Important new robotics work published in Science


So ETH has a really interesting new result that just came out a couple of days ago. They have a youtube video summarizing it here:

This result addresses what is probably the most significant obstacle to using RL in complex control robotics applications today: the “sim 2 real” problem. RL has demonstrated that, at least in simulation, it can provide solutions to complex control problems that are dramatically better than conventional approaches. RL is so much better, in fact, that if the simulation results can be translated to real robots it will finally enable capabilities that have been long sought but not yet won. Amongst these capabilities is legged robots that can move around in the world with the grace and efficiency that we associate with living creatures.

But getting similar results with physical robots has proved elusive. RL today is trained in simulation because of sample efficiency issues combined with the cost advantages and flexibility of virtual training environments. But a control policy learned in simulation will only work in an identical physical robot in an identical environment unless a lot of effort goes into making the control policy robust against variation. That robustness costs a lot in terms of development time and computation and often results in policies which are too conservative to be efficient in the real world. And creating simulations that capture all the complex nonlinear dynamics of real robot bodies has been impossible for all but the simplest of robots.

What ETH has done here is to add an extra layer to the simulation process by training a small neural network to mimic the nonlinear dynamics of the most difficult control elements - the actuators in the robot body. This turns out to be easy to do and can be done with just a few minutes of data taken from a real actuator. Including that pre-trained network in the simulated model of the robot body allows the straightforward training of a control policy that can be translated to the real robot with no modifications and which works on the first try.

This is a really important result. I won’t call it a breakthrough because the idea has been around for a while and ETH is just the first group to get it built and demonstrate it on a real robot. But the physical demonstration of the technique shows that ‘sim 2 real’ can be dealt with effectively and opens the door to dramatic advances in robot control over the next couple of years.

Not only does ETH show that they can transfer a pure RL policy straight into a robot body, they show that the resulting control system performs well beyond what state-of-the-art model based controllers.

One thing that is nice about robot body control as a problem is that anybody can look at the resulting movement and judge it pretty well because we are all familiar with how animals move, and animal movement is a really good benchmark.

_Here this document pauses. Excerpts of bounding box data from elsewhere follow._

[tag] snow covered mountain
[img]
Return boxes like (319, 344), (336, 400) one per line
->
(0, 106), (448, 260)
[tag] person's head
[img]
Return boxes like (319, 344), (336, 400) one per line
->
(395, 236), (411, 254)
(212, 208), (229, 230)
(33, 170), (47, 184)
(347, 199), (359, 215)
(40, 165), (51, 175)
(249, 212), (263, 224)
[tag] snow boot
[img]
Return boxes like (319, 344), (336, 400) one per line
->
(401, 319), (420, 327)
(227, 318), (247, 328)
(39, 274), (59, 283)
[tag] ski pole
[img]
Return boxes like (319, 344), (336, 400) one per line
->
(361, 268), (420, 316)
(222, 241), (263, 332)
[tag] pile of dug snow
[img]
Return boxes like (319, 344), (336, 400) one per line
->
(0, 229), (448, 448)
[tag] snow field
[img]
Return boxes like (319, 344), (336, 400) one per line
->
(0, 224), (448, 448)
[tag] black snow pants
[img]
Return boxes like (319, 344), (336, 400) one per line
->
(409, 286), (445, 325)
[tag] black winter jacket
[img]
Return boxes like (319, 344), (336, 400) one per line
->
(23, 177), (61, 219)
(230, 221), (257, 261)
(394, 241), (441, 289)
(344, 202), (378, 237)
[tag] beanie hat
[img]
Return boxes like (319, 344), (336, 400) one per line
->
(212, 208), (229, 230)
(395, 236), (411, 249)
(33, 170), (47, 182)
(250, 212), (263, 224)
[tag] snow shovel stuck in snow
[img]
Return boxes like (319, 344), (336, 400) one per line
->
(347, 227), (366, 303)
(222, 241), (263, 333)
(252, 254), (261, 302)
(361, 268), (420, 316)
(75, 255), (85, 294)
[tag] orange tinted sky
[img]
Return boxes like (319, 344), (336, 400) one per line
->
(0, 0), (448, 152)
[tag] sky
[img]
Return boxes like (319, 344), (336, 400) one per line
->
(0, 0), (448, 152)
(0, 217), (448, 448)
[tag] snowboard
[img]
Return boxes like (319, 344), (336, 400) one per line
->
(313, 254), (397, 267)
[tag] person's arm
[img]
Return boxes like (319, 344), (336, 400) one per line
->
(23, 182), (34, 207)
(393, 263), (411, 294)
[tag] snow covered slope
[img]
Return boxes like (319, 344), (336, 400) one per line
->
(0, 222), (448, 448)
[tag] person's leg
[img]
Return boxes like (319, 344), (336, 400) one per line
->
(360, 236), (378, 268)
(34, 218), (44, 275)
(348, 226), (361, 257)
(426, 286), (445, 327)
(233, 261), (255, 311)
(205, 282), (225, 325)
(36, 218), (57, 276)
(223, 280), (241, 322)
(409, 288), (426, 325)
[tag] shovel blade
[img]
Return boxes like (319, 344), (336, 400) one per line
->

If you look at a dog sized robot and see unnatural movement it’s probably because the control algorithm is brittle or limited. With that in mind please look at this video that compares the ETH RL policy to a state of the art model based controller:

The difference is quite clear - the RL policy, despite having been learned on a simulated body in a simulated environment with zero hand tuning required is dramatically more natural than the hand-built hand-tuned model based controller.


I asked my partner her opinion on the learned vs model-based video to get a layman’s perspective. She said that the model-based controller reminded her of a jogger at a stoplight.

Had to share that imagery


It’s honestly hard to tell which one is better with no understanding of the agent’s goals in that situation. Let’s see them navigate an obstacle course, or even just walk on some hilly terrain.

The learned policy kind of looks like an old dog with arthritis, whereas the model-based controller looks like an excited puppy. Initially I thought the RL policy was the classical controller and vice versa.

The explanation in the main video is helpful. They explain that the learned policy is more precise and uses less power. They also say the learned policy is 25% faster, and can get up from any fall position they tested. (How good is the model-based controller at getting up from falls?)

Crazy that it would take under 12 hours to train this robot on a normal desktop PC. Compare that to OpenAI Five, which trained for weeks on 1,000 GPUs and 100,000 CPU cores. (Source.)

I really want a Star Wars-like world filled with droids. Factory droids, firefighter droids, cleaning droids, droids that help people with limited mobility, etc. A next step would be applying this sort of RL technique to fine motor control. Apparently this is what factory robots and warehouse robots continue to struggle with.

But OpenAI did that using domain randomization because they said it was too hard to model the physics of contact forces. Has anyone tried to use supervised learning to learn a model of contact forces, like how this robot learned a model of its actuators?